Introduction: Gopher-Proof Tomatoes

Gotta have home grown tomatoes!

We live near an open hillside, and since the years-long drought in our area and the 2017 Thomas fire, it seems many critters have been coming out of the hills looking for greener pastures. Gophers have become a major problem. Hey, gophers, there are plenty of weeds in my yard. If you would eat those you would be welcome guests instead of hated pests!
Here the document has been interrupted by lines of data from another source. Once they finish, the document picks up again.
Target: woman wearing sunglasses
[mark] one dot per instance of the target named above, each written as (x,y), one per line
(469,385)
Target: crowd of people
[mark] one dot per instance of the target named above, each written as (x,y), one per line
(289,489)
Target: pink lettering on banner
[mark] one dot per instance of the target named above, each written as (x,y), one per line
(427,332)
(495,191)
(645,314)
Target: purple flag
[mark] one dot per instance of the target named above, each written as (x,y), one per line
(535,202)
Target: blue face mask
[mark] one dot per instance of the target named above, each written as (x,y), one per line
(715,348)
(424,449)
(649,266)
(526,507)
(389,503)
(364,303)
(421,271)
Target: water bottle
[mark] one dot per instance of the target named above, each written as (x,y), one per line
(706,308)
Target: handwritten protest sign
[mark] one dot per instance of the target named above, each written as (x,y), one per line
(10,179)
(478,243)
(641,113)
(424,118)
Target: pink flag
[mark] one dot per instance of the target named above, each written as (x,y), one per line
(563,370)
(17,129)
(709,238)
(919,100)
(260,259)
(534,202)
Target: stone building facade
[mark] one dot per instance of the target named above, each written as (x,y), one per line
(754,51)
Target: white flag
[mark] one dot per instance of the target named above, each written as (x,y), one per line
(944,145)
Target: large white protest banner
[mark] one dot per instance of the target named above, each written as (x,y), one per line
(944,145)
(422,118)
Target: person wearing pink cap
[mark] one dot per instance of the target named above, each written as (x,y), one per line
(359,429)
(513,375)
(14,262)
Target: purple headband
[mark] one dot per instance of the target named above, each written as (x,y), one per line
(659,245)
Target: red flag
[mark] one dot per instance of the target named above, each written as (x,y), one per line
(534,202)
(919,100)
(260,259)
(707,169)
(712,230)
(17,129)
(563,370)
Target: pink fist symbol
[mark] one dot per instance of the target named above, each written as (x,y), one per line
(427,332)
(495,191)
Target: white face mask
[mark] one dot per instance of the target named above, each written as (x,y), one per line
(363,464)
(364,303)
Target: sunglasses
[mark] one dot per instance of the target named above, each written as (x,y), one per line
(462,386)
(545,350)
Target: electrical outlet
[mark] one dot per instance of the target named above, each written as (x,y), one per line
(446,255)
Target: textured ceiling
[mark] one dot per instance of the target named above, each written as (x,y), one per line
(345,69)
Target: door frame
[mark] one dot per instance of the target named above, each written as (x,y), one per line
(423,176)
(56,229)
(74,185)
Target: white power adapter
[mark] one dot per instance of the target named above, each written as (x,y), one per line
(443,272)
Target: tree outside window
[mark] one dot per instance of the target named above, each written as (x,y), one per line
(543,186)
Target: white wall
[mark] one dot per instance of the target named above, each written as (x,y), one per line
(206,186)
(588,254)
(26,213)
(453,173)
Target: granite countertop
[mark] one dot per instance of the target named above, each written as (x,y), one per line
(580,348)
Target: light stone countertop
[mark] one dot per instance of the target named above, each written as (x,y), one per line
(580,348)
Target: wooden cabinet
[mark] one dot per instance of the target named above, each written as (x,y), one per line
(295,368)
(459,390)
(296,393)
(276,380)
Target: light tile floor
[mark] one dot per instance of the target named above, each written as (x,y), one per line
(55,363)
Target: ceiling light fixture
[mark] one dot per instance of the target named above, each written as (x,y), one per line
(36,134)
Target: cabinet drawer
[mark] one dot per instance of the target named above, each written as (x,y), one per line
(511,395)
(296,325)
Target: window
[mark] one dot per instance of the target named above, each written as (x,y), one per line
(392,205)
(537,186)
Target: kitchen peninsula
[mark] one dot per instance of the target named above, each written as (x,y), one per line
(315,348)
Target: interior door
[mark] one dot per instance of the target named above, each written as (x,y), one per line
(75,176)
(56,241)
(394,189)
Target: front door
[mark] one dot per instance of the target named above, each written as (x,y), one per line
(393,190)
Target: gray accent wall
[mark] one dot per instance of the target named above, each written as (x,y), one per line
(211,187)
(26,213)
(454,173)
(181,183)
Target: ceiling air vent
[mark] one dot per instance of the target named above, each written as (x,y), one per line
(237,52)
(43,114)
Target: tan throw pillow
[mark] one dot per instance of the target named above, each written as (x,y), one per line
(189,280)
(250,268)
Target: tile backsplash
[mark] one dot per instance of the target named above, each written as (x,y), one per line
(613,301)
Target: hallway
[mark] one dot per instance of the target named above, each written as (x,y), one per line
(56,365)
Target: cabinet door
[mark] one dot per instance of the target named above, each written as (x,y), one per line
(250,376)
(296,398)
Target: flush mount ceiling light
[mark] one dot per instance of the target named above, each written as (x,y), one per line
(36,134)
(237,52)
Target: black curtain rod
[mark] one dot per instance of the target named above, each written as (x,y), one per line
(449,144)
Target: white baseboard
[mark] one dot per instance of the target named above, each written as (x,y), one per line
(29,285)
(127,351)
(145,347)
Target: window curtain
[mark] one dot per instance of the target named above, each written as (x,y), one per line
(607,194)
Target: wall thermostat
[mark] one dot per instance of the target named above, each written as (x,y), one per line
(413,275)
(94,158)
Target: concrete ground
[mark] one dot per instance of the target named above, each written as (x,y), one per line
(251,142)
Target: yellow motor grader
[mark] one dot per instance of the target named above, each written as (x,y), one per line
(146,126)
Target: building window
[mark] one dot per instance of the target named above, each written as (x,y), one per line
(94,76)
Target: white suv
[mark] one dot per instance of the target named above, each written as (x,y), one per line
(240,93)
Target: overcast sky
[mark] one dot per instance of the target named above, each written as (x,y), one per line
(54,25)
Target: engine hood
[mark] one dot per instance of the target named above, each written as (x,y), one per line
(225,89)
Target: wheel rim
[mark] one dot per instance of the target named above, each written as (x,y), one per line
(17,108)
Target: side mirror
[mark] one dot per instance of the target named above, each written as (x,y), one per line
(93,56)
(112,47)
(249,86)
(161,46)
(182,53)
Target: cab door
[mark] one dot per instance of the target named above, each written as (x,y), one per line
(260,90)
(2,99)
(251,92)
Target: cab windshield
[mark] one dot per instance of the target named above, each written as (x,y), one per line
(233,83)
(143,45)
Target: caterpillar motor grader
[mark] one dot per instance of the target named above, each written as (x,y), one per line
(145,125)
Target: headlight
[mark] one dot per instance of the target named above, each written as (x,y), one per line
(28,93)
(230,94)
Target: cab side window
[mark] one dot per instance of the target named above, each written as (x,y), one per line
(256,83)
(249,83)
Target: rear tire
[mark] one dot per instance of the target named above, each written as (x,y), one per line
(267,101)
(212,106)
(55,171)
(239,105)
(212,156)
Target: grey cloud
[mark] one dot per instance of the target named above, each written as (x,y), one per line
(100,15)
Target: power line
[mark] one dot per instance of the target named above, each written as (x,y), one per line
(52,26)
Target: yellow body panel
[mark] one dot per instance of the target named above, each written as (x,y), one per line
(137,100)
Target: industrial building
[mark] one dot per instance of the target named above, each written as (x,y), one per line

As you can see in the second photo, the gophers not only eat my plants from under the surface, they also pop up on the surface and eat from the top of the soil. Here I planted the tomato plant with a 'basket' underneath fashioned from 1/4" wire mesh. I have a tomato cage around the plant and a ring of chicken wire surrounding the cage to a height of about a foot. The wily gopher came up inside the chicken wire, but outside the wire basket. He was then able to sit and chomp on the tomato plant at his leisure, destroying a good portion of it.

I'm pretty sure all I've been doing the last couple of years is building a fun obstacle course for the critters.

I didn't want to go through the trouble and expense of building raised beds; I just wanted a way to protect my plants and vegetables using items I had around the garden.

Supplies

1/4 inch wire mesh or similar. A larger mesh is too big, in my opinion, and those toothy critters can still do damage. For each pot you use you will need a square about 2" larger than the diameter of the pot. Available at garden centers - I buy it locally by the linear foot (36" wide). It's fairly inexpensive.

Wire cutters

Gloves - the wire can be sharp

Plastic pots, nice sturdy ones, not the thin plastic ones. At least 6" diameter, up to 18" or so, depending on what you are planting.

Shovel, hoe, garden trowel - whatever tools you would normally use to prepare the soil and plant your tomatoes.

Soil amendments

Tomato cages - one per plant

Chicken wire - optional. This might be helpful if you also have bunnies waiting to eat your tender plants (they loved my freesias).

Step 1: Prepare the Pot and Wire Mesh

Prepare the soil where you will plant your tomatoes. Turn the soil, add amendments, etc. Take a plastic pot - I had some around the yard from recent plant purchases, from 12" to 18" diameter. I liked the 16" best. With clippers or a hand saw, cut the bottom out of the pot. It doesn't have to be pretty.

Take a square of wire mesh at least one inch wider than the diameter of the pot. Bend it to cover the open bottom of the pot. 3) Dig the hole big enough to accommodate the width of the pot, plus a couple of inches to spare. Decide how deep you want the pot to sit in the hole. The idea is that the pot forms a wall well above ground level so that critters can't just walk up to the base of your plant, and the wire mesh makes a barrier that roots can grow through but gophers can't get past. I think with the finished arrangement, most of the tops of my pots are 8" to 10" above the surface of the ground outside of the pot. Dry fit until you have it where you want it.

Step 2: Plant Your Tomatoes and Protect the Perimeter

Wrestle the wire and the pot into the hole. Fill the pot with enough soil to bring the surface up to about 6" from the top of the pot. This is a matter of preference. I wanted enough of a gap between soil surface inside the pot and the top of the pot to make it difficult for critters to get in.

Plant the vegetable plant inside the pot. Added bonus - the pot creates a nice basin for watering. Create another basin outside the pot. Water thoroughly inside and outside (I continue to water both inside and outside the pot for the life of the plant) Add the tomato cage and chicken wire, if using.

Step 3: After-Planting Update

The first two photos here were taken the morning after I planted my tomatoes. There had been a lot of activity in the garden lately, and I had seen fresh holes nearby for several days. In the photo looking straight down into the green pot, notice the dark mounded dirt from 6 o'clock to about 1 o'clock. That is a gopher tunnel all around the outside of the pot. No penetration into the pot or damage to the plant. The 8th photo shows all of the exploratory holes made by the gopher in the vicinity of the plastic pots. Foiled! Since taking these photos four months ago, I have not found any more fresh holes in my tomato garden.

I wondered how long it would be until the aggressive burrowers figured out how to get to my plants - but so far it has NOT happened. Success! It has now been about 4 months since I planted my tomatoes, and the gophers have not gotten a single plant. Recently I planted some vines in another part of the yard and employed the same method to protect the roots of the new plants. It has become my practice to at least put wire under nearly all the plants I put into my garden now.